Die neue Welt – und wo ist Europa?
Die Welt steht seit Monaten im Banne zweier Führer:
Der eine lenkt das bevölkerungsreichste Land der Erde und ist mitverantwortlich dafür, dass der Rest der Welt unter einer Jahrhundert-Pandemie fast in die Knie geht: Xi Jinpings Regime hat das Auftauchen des Coronavirus vertuscht und seine Verbreitung befördert. Davor war die Erziehungsdiktatur China dabei, die Welt zu kolonialisieren: durch wirtschaftliche Kraft und politischen Druck. Nach Corona ist der chinesische Drache nur noch stärker, weil die anderen geschwächt sind.
Der andere lenkt seine Präsidentschaft in Richtung Wiederwahl – oder auch nicht. Weil sich der Rückenwind der Wirtschaft in Luft aufgelöst hat. Daneben polarisiert Donald Trump daheim gnadenlos, während er dem Rest der Welt in sagenhafter Unorientiertheit mit dem Stellwagen ins Gesicht fährt. Nicht, dass seine Vorgänger an der Spitze der Ordnungsmacht USA nicht Fehler begangen hätten – unter dem erratischen Präsidentendarsteller Trump aber ist die Ordnung der Welt im Wanken.

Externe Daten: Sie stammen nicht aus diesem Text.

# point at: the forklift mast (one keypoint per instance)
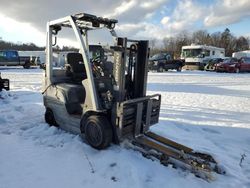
(130, 68)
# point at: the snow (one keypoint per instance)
(204, 110)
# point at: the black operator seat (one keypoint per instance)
(74, 91)
(75, 67)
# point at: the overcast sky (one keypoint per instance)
(25, 20)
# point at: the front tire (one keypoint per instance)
(50, 118)
(178, 69)
(26, 65)
(160, 69)
(98, 132)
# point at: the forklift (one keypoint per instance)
(4, 83)
(105, 101)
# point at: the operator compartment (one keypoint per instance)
(134, 112)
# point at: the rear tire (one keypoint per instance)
(50, 118)
(98, 132)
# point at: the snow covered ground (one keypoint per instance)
(207, 111)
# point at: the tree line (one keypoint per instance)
(4, 45)
(224, 39)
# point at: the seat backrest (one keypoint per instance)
(75, 67)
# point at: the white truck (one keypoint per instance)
(241, 54)
(196, 56)
(12, 58)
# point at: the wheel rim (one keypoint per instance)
(94, 134)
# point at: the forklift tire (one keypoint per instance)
(160, 69)
(49, 117)
(178, 69)
(26, 65)
(98, 132)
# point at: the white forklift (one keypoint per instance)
(106, 101)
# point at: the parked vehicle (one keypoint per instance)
(106, 106)
(12, 58)
(241, 54)
(4, 83)
(196, 56)
(210, 66)
(163, 62)
(234, 65)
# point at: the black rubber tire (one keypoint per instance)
(98, 132)
(26, 65)
(49, 117)
(178, 69)
(160, 69)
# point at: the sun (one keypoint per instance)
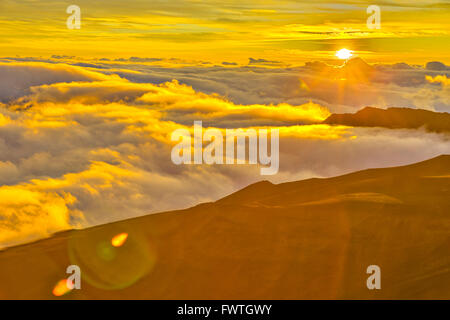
(344, 54)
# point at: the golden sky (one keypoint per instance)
(228, 30)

Und dann gibt es noch Wladimir Putin.
Der Ex-Geheimdienstler hat zur Millenniumswende die Macht in Russland übernommen und seither drei chinesische und vier US-Präsidenten "verbraucht". Und er schickt sich an, durch Verfassungsänderung ein Zar auf Lebzeiten zu werden. "Putin navsgeda", für immer.
Dass sich – auch Corona-bedingt – Unmut im russischen Reich artikuliert, fällt kaum ins Gewicht. Putin hat die "gelenkte Demokratie" erfunden, und die knebelt Medien, NGOs und Regimekritiker gnaden- und für das Regime folgenlos. Sonst hilft der Außenfeind: Die Ukraine, der man die Krim entriss; finstere Mächte in Syrien, denen man an der Seite Assads entgegentritt; und dann noch ein bisschen Wahlbeeinflussung im Westen, Hilfe für Europa-zersetzende Rechtspopulisten, Fake news und Cyberwar.
Apropos Europa: Der alte Kontinent kommt in dieser neuen Welt nicht vor. Ein paar Sanktionen gegen Putin, aber den Russen nur nicht zu sehr verärgern; Staunen über Trump, aber was soll man tun; und wie das Kaninchen vor der Schlange sitzt man vor China – wer weiß, den Handel mit der Weltmacht Nr. 1 bald wird man noch brauchen. – Nur gemeinsam kann man angesichts der Herausforderungen aus Fernost, Nahruss und Amerika bestehen? Ja eh, nur: Europas Staatenlenker schaffen’s nicht. Und hört nur jene Populisten und Kommentatoren, die frei von jeglicher Weltsicht einer Stärkung der Nationalstaaten das Wort reden.
So wird die Welt eine tri-polare bleiben – physikalisch unmöglich zwar, aber: Die USA und China dominieren in der Wahrnehmung; und Wladimir Putin wird noch ein paar Präsidenten "schnupfen" und ein Weltgewicht bleiben. Eines, von dem Europa nicht einmal träumen kann.